Turns out that a lot of people I knew posted huge life updates that I completely missed out on. I asked them why they didn’t tell me and they were confused. They said the posted it on social media. I can’t speak for everyone, but I know a lack of social media meant that I have lost touch with old acquaintances completely. I have a few close friends and that’s it.
Maybe that’s an ok tradeoff to make, but it’s worth knowing that before getting into it.
Facebook is like a ghost town now from the "social" and family perspective. I imagine some circles might be strong on it, but from every time this comes up it's clear that the vast majority of normal people have largely abandoned it. They didn't delete their accounts, but updates are incredibly infrequent. The vast majority of Facebook activity seems to be people who don't really know each other in various conspiracy-oriented or political groups, sports arguments, etc.

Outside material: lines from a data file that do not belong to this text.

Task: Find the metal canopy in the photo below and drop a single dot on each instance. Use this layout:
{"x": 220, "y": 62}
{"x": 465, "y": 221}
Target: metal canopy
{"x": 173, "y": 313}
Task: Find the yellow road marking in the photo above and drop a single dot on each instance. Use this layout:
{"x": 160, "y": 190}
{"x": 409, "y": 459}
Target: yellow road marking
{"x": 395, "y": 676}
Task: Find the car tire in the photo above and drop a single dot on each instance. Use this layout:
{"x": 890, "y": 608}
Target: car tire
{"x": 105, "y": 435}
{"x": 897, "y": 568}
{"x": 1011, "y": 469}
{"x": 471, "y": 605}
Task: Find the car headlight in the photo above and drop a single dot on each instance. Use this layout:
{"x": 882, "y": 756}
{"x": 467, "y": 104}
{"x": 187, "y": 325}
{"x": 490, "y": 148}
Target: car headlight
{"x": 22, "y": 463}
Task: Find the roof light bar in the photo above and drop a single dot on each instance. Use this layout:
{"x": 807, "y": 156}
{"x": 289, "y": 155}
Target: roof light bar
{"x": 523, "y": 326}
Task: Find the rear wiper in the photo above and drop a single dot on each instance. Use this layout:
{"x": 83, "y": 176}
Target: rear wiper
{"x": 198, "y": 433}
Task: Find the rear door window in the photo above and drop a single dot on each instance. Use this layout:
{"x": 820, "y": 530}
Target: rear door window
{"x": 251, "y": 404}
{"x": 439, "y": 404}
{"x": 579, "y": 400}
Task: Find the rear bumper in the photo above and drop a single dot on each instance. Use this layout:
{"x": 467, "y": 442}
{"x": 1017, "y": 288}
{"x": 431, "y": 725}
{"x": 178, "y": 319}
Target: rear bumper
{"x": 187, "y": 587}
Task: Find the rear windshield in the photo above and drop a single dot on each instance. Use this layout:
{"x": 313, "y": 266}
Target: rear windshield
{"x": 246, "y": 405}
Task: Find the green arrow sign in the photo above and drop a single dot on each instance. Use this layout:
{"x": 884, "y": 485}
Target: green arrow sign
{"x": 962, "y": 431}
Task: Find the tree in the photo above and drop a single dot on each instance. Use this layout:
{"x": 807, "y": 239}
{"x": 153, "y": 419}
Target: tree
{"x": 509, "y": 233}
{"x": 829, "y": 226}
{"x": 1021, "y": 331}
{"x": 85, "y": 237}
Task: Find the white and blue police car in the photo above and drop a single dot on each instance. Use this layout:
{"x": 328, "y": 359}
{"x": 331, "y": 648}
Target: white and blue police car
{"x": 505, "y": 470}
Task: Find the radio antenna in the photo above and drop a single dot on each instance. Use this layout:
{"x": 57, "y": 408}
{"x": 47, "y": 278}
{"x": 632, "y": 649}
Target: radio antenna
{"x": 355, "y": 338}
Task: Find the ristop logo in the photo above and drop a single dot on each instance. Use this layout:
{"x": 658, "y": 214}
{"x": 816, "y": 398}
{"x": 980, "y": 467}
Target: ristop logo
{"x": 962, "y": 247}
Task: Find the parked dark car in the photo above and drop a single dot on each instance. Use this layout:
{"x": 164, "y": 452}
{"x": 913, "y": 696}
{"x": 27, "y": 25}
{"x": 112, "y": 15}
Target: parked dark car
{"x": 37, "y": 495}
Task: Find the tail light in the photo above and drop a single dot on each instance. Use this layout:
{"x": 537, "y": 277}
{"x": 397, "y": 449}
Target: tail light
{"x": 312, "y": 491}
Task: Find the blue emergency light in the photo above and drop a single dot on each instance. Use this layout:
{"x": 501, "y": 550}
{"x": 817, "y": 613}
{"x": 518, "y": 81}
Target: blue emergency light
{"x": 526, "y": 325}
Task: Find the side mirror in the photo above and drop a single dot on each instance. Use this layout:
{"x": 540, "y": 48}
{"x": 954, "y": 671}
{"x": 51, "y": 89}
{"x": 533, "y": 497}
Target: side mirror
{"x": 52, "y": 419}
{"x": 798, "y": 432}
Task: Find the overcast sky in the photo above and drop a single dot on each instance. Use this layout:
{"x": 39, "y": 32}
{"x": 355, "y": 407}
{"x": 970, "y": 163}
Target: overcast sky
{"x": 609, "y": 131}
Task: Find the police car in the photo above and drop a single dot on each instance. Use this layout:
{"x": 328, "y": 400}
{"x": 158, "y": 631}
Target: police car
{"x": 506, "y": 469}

As to huge life events you missed out on, even in 2003 if you only knew about something because of a Facebook post, you aren't very close. And the old acquaintances thing grows super old super quick. Everyone joined a bunch of graduating class groups, connected with old coworkers, and then... eh, turns out there was a reason we all lost contact.
In 2025 people use social media overwhelmingly to interact with strangers, not friends or family. Largely to argue and get angry and try to convince and coerce and convert. I mean, HN fits the bill in a microcosm.
Social media is a cancer on society. It has made everything much, much worse. It lets the ill-informed and unintelligent find each other and pump each other up. It monetizes and profits off of the absolute worst human traits. If Meta collapsed into a blackhole, Xitter disappeared, and so on, the world would be a much better place.